Review Recommendations, Strategies, Effective Practices, and Resources

What the Literature Says*


Participation and success in math, science, and technology courses, especially those taught in an equitable and “hands-on” manner, increase the likelihood of women participating in nontraditional careers.


Timing: It is essential that girls and women persist and achieve in math, science, and technology careers, because young women are increasingly attracted to a wider, more diverse range of jobs as they get older. However, by the time young women start to fully consider a wide range of jobs as attractive options, critical decisions about qualifications will already have been made, restricting the actual options available to them.

Methods: One study found that a one-unit increase in calculus in high school doubled the odds that women would later choose a science or math major. However, some methods of teaching mathematics, ones that do not allow a “connected, relational understanding,” disenfranchise or exclude women, students of color, and students of low socioeconomic status from equitable learning opportunities. Women’s desire for conceptual and connected understanding is thwarted by traditional mathematics teaching methods.

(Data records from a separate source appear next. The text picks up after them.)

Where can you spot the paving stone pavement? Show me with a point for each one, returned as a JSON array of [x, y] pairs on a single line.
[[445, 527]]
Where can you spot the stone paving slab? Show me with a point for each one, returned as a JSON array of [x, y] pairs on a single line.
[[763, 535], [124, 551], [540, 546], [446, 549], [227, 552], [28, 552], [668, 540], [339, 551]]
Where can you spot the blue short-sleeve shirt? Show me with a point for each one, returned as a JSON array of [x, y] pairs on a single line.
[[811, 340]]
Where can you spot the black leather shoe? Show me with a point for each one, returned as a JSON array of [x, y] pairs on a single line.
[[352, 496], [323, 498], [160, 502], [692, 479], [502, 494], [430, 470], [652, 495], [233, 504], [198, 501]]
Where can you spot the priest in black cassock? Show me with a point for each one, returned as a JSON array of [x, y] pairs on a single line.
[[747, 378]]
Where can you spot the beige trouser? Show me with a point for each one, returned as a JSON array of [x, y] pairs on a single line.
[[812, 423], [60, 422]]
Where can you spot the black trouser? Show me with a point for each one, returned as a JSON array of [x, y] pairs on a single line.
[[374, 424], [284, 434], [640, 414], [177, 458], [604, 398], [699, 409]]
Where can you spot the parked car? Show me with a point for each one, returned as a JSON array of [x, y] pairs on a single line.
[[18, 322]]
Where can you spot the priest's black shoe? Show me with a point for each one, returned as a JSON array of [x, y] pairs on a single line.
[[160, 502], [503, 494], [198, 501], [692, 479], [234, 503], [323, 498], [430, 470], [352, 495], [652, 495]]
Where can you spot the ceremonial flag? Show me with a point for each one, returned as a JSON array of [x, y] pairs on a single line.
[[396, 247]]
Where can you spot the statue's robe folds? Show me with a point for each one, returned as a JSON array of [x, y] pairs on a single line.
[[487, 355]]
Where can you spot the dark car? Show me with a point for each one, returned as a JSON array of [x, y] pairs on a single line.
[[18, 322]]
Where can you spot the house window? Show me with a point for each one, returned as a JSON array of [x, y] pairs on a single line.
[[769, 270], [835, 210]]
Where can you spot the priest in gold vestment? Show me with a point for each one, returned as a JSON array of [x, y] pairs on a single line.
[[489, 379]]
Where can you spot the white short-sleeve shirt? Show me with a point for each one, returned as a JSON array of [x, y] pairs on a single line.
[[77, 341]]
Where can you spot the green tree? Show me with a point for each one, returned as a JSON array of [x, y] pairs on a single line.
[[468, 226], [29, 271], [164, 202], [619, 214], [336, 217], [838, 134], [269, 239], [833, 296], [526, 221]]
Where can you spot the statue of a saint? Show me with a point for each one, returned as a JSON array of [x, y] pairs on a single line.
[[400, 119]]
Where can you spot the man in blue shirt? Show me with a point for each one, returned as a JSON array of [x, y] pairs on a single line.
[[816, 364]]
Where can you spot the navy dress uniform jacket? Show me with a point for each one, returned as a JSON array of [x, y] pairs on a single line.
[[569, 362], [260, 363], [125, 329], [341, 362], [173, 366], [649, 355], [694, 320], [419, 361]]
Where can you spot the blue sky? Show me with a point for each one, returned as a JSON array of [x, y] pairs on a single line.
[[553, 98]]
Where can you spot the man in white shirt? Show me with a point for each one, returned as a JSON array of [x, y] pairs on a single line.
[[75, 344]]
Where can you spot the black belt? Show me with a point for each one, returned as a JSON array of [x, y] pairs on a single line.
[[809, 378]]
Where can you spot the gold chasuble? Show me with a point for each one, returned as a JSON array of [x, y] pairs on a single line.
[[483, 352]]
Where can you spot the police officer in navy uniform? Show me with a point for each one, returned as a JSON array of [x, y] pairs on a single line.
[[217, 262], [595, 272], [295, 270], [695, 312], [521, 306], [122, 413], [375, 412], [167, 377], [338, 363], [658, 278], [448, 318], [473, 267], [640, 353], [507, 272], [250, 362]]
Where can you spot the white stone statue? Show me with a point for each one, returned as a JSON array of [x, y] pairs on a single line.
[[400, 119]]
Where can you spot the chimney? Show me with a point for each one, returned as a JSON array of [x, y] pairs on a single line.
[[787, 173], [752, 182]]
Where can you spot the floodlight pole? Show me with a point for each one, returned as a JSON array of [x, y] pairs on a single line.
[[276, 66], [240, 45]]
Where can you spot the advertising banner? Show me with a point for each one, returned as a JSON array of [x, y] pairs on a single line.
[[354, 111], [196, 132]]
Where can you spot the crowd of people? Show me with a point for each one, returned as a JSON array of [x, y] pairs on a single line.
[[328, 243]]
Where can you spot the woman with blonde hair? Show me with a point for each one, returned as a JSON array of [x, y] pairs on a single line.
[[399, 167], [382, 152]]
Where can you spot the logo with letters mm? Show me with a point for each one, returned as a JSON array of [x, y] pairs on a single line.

Math interest: Although young women achieve at a rate comparable to young men, young women’s interest in math courses remains flat. “For young men in higher-level math tracks, math interest is much more strongly related to math school grades than for young women in the same math courses.” Both girls and boys have made impressive achievement gains between 1990 and 2000 on the National Assessment of Educational Progress. Nearly half of the mathematics bachelor’s degrees are awarded to women. However, the number of women working as mathematicians is low, and less than 5 percent of full mathematics professors in the top 50 science and engineering departments are women. Women earned less than 27 percent of bachelor’s degrees in computer science in 1998, but there was no difference in technology use between men and women. “We can but we don’t want to” seems to be the philosophy. Women’s attainment of bachelor’s degrees in computer science has declined since this study was done in 1998 to less than 25% in 2004.